The most widely validated functional disability measure in rheumatology. Assesses difficulty with daily activities across eight domains, from dressing to walking to grip strength. Used in virtually every major RA clinical trial as a primary or secondary functional outcome.
The HAQ-DI measures functional disability across eight domains of daily living: dressing and grooming, arising, eating, walking, hygiene, reach, grip, and activities. Each domain contains two or three specific questions rated 0 (no difficulty), 1 (some difficulty), 2 (much difficulty), or 3 (unable to do). The domain score is the maximum (hardest) question in that domain. The overall HAQ-DI is the average of the eight domain scores, ranging from 0 to 3.

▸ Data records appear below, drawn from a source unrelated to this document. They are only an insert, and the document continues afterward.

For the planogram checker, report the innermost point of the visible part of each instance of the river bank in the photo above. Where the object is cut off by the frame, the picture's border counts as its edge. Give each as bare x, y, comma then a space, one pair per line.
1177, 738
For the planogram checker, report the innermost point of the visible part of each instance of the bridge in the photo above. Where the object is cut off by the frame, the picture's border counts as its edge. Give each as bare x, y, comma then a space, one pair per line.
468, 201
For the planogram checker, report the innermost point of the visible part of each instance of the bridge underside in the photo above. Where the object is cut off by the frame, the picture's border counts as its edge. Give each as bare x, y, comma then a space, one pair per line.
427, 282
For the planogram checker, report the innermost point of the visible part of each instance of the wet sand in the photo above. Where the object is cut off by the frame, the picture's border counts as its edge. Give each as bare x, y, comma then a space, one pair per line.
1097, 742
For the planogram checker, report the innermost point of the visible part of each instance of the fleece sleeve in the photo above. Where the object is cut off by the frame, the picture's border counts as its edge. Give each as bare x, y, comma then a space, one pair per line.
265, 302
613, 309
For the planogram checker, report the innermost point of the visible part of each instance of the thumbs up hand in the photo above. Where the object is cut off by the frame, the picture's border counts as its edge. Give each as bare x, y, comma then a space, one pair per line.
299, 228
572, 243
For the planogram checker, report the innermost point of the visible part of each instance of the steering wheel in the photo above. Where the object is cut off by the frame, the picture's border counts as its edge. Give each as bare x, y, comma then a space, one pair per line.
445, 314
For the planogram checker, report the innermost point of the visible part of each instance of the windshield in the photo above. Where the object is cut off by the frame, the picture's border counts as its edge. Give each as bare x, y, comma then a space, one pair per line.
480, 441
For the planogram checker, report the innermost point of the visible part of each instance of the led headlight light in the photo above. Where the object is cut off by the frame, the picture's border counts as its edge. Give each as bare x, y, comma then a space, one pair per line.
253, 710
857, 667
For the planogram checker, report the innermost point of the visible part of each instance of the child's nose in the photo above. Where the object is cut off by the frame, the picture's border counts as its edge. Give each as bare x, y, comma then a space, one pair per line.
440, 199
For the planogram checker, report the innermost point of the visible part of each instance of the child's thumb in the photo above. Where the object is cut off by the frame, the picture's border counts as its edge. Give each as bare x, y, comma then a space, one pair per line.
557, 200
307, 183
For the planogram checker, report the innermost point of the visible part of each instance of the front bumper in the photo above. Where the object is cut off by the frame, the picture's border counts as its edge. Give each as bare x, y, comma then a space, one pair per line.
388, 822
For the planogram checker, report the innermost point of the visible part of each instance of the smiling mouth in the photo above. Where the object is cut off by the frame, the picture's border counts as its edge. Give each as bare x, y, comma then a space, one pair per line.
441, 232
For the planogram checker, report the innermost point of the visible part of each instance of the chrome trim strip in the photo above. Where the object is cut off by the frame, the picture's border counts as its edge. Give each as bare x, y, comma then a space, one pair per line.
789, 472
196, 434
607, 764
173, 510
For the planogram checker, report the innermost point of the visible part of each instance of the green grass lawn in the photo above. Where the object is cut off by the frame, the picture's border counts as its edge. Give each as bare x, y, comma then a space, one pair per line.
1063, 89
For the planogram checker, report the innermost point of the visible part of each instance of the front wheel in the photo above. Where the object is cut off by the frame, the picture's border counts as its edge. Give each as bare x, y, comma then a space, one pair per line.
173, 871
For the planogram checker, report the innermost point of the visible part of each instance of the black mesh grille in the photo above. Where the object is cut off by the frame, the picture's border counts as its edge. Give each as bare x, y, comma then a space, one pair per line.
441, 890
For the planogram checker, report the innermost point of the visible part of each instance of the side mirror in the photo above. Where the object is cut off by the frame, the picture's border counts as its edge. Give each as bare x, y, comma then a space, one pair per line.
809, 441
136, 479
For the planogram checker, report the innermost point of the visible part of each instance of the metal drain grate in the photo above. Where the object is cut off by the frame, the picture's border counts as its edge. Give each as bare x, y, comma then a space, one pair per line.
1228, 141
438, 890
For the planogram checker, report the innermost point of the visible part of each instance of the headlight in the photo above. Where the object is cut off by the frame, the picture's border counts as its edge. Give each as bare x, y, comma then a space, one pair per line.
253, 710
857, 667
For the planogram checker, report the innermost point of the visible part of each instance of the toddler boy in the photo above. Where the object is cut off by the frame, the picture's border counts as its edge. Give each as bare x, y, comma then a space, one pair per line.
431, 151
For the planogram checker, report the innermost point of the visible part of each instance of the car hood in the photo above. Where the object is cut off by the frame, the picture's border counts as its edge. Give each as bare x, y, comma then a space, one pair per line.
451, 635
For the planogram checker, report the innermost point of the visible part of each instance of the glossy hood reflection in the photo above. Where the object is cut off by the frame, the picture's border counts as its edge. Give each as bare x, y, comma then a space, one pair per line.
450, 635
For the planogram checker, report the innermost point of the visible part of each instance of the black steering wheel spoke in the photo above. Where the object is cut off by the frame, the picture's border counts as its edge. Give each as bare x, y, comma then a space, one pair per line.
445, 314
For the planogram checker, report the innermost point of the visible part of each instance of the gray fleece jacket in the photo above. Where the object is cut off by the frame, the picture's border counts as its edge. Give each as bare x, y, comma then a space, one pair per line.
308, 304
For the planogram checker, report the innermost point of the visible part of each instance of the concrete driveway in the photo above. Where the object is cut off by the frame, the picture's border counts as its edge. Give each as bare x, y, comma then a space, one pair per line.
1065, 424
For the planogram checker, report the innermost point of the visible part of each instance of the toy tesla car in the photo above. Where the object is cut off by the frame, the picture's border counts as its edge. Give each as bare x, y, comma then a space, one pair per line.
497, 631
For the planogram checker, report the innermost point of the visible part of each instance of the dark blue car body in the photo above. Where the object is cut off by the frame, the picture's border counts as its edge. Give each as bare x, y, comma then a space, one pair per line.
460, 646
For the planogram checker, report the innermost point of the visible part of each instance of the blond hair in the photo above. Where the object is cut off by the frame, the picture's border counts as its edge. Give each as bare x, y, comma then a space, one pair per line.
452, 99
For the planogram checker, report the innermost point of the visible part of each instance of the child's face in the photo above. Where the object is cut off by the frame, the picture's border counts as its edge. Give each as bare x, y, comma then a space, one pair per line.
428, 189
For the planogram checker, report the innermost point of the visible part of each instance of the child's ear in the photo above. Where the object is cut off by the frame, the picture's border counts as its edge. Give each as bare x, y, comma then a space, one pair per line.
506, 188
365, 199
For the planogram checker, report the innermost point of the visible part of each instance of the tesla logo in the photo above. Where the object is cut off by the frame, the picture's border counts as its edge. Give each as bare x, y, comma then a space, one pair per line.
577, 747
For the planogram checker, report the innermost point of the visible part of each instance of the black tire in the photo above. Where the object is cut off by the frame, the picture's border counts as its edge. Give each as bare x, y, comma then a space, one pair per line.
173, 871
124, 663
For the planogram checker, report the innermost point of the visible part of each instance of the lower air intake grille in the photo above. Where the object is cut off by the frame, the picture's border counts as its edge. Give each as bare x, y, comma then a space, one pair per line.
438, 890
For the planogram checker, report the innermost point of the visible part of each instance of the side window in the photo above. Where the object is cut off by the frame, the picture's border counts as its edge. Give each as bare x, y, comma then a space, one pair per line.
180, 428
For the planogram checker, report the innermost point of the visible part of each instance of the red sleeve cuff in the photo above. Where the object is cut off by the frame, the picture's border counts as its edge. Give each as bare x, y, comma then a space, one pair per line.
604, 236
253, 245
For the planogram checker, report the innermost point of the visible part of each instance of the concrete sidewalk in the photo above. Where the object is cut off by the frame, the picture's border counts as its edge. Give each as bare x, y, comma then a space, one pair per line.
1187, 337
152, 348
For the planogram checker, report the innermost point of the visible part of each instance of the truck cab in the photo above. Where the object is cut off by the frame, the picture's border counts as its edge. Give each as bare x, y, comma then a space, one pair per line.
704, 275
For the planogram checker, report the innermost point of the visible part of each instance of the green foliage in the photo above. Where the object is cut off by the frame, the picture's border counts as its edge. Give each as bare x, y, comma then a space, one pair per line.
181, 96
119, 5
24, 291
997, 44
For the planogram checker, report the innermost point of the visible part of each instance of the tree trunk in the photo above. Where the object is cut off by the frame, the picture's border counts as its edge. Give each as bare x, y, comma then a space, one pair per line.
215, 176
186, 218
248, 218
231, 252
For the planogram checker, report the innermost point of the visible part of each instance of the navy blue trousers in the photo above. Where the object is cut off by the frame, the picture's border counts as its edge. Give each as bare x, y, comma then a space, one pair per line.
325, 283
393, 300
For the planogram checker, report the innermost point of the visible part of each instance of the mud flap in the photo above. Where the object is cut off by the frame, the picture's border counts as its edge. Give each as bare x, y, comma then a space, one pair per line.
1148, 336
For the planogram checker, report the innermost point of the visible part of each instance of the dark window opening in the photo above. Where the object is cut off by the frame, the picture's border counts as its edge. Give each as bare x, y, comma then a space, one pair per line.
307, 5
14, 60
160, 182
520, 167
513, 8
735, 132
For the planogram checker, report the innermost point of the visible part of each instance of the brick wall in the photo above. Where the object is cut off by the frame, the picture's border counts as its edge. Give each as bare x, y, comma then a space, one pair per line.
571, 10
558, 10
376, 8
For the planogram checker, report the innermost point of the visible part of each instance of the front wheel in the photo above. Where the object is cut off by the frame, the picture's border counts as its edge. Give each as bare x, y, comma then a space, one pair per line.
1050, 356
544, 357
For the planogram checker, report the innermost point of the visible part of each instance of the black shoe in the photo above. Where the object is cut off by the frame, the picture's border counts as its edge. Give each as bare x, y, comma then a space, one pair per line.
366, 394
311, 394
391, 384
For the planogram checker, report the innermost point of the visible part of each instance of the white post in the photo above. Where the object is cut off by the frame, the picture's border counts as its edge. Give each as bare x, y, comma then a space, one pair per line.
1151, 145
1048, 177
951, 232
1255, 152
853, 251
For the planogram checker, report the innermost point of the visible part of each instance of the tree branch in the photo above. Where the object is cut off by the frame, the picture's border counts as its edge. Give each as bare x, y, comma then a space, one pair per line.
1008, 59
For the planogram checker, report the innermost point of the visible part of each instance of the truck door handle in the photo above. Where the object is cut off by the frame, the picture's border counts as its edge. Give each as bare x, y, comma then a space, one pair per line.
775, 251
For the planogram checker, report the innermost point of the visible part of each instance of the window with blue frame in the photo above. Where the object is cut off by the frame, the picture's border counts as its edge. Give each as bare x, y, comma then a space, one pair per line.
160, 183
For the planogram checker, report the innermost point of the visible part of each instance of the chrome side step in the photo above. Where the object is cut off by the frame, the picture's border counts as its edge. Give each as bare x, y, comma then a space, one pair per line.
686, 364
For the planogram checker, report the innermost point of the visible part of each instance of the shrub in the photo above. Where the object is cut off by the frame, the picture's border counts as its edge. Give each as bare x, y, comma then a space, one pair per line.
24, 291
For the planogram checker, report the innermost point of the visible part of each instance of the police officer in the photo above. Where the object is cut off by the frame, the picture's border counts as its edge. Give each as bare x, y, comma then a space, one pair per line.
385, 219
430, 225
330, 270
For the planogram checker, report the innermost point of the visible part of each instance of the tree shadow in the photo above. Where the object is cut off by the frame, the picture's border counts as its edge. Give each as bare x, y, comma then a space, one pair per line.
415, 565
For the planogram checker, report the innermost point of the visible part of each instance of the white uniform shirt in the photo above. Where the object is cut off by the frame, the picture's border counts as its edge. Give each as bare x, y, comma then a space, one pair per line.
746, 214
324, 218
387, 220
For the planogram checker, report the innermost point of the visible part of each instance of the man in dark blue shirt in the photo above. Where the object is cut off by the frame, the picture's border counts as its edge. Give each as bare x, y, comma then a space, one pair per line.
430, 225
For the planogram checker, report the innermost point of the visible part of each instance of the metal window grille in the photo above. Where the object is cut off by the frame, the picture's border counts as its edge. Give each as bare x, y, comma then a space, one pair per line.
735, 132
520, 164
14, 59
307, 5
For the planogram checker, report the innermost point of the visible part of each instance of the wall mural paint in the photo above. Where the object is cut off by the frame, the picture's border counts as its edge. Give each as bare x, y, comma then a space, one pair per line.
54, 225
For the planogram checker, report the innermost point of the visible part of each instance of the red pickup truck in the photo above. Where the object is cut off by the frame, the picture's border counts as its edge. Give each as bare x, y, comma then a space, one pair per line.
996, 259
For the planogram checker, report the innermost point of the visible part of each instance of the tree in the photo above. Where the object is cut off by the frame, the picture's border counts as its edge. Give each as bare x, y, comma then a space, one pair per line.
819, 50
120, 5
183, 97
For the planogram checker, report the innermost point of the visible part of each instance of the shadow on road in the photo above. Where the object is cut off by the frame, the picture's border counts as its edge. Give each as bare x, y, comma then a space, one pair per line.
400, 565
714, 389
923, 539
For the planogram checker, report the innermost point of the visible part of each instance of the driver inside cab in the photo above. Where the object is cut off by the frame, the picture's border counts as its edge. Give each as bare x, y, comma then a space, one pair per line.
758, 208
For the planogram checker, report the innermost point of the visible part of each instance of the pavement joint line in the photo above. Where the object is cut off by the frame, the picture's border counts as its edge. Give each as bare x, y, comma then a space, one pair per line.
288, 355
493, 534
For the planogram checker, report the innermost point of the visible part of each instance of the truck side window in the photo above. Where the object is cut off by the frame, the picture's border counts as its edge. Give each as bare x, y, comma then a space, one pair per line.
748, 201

An important scoring adjustment: if the patient uses aids or devices (e.g. a raised toilet seat, cane, or jar opener), or requires help from another person for any activity in a domain, the minimum domain score for that domain is raised to 2, even if the unaided answers were lower.
| HAQ-DI Score | Disability Level | Functional Meaning |
|---|---|---|
| 0 to 0.5 | None / Minimal | Little to no functional limitation. Consistent with remission or very low disease activity. |
| 0.5 to 1.0 | Mild | Some difficulty with activities. Warrants monitoring but may not require therapy change. |
| 1.0 to 2.0 | Moderate | Meaningful functional impairment affecting daily life. Associated with work disability risk. |
| 2.0 to 3.0 | Severe | Significant disability. High risk of work loss and need for assistance with daily activities. |
A change of 0.22 or more in HAQ-DI is generally considered the minimal clinically important difference (MCID) in RA. Values above 1.0 are associated with markedly increased mortality in long-term studies.
The HAQ was originally developed by Fries, Spitz, and colleagues at Stanford and published in Arthritis and Rheumatism in 1980. The Disability Index subscale (HAQ-DI) became the standard functional outcome measure in rheumatology and has been used in virtually every pivotal RA clinical trial over the past 40 years. It has been translated and validated in over 60 languages.
The minimal clinically important difference (MCID) of 0.22 was established through multiple validation studies comparing HAQ-DI changes to patient global impression of change. The mortality association was established in long-term registry data, most notably by Pincus et al., who demonstrated that HAQ-DI was a stronger independent predictor of mortality than traditional cardiovascular risk factors in established RA.